Uma Eventual Crise

27/06/2017

Acabo de ouvir o audiobook "A Skeptic Guide to American History" (Guia cético sobre a História Americana) no qual o autor faz uma releitura e reinterpretação de importantes eventos na história norte americana. Curiosamente, Malcolm Gladwell, o famoso colunista da revista "The New Yorker" e autor de inúmeros "best-sellers", lançou há dois anos, um já aclamado "podcast" chamado "Revisionist History" onde faz o mesmo, porém, aborda assuntos mais recentes e mais diversos. Neste sentido, quando olhamos para a crise americana de 2008, fato ocorrido há quase dez anos, temos uma tendência a considerá-la como algo que era inevitável, fruto da ganância de banqueiros e parte natural dos ciclos econômicos. Entretanto, um olhar crítico, seguindo a prática de Gladwell, nos diz que a magnitude da crise de 2008 poderia ter sido bem diferente do ocorrido, caso alguns eventos tivessem tido um outro desfecho. Por exemplo, caso Dick Fuld, então CEO da Lehman Brothers, tivesse aceitado a oferta inicial de compra feita pelo banco de desenvolvimento da Coréia do Sul, teria a crise ocorrido da forma que ocorreu? Poderia citar aqui inúmeros eventos como este, mas o meu objetivo neste momento é traçar um paralelo com um evento ocorrido neste fim de semana na Europa. O Banco Central Europeu acabou de salvar dois bancos italianos ao injetar US$19bn nas instituições, permitindo assim que tais instituições honrassem seus compromissos com seus credores. Houve uma época, e isso não faz muito tempo, que os mercados ficavam agitados diante da possibilidade de quebra de instituições financeiras; em particular, bancos europeus. Entre 2012 e 2015, os mercados sofreram diante de problemas com bancos da Bélgica, da Espanha, da Irlanda, e até do Chipre. Lá atrás, em 2008, em um dos pontos cruciais da crise, uma briga entre o Secretário do Tesouro americano, Timothy Geithner, e a presidente do fundo garantidor de crédito (FDIC), Sheila Bair, sobre se o governo americano deveria ou não honrar os créditos junto a credores da instituição Washington Mutual, contribuiu em grande parte para o que hoje conhecemos como a Crise do Supbrime de 2008. Os créditos do Washington Mutual foram honrados, porém, os dias de batalha marcaram os piores dias da crise. Hoje, um "bail out" (operação de salvamento) como este na Itália nem sequer ocupa as manchetes dos jornais.

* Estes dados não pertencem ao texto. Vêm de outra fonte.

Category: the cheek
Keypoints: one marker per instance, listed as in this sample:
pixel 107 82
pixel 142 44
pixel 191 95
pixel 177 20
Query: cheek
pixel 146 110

A verdade é que há enormes pressões deflacionárias que permitem com que bancos centrais "imprimam" moeda sem maiores consequências. Apostar que uma crise esteja iminente pelo simples fato de que no passado, a cada dez anos, sempre tenha ocorrido pelo menos uma crise global, pode desmerecer completamente a tese de que vivemos um momento de grande transformação. Céticos não hesitarão em citar Rogoff e Reinhart e seu livro "This Time is Different" (Desta vez é diferente) para apontar que os tolos sempre argumentam que há algo peculiar que justifica a mais recente euforia nos mercados. Eu, longe de achar que estamos imunes a crises, acho que o sítio primário da próxima crise não estará no mercado de ações, e sim em um problema cambial global. Mas se todos os governos das grandes nações estão extremamente endividados, para onde devemos correr? O Fed pode até estar sinalizando uma "normalização" em sua carteira de títulos, mas, a partir do momento em que o mercado acionário mostrar sinais de desaquecimento, não hesitarão em injetar novamente estímulos. Os mercados de hoje estão viciados, sem tolerância alguma para uma eventual crise de abstinência.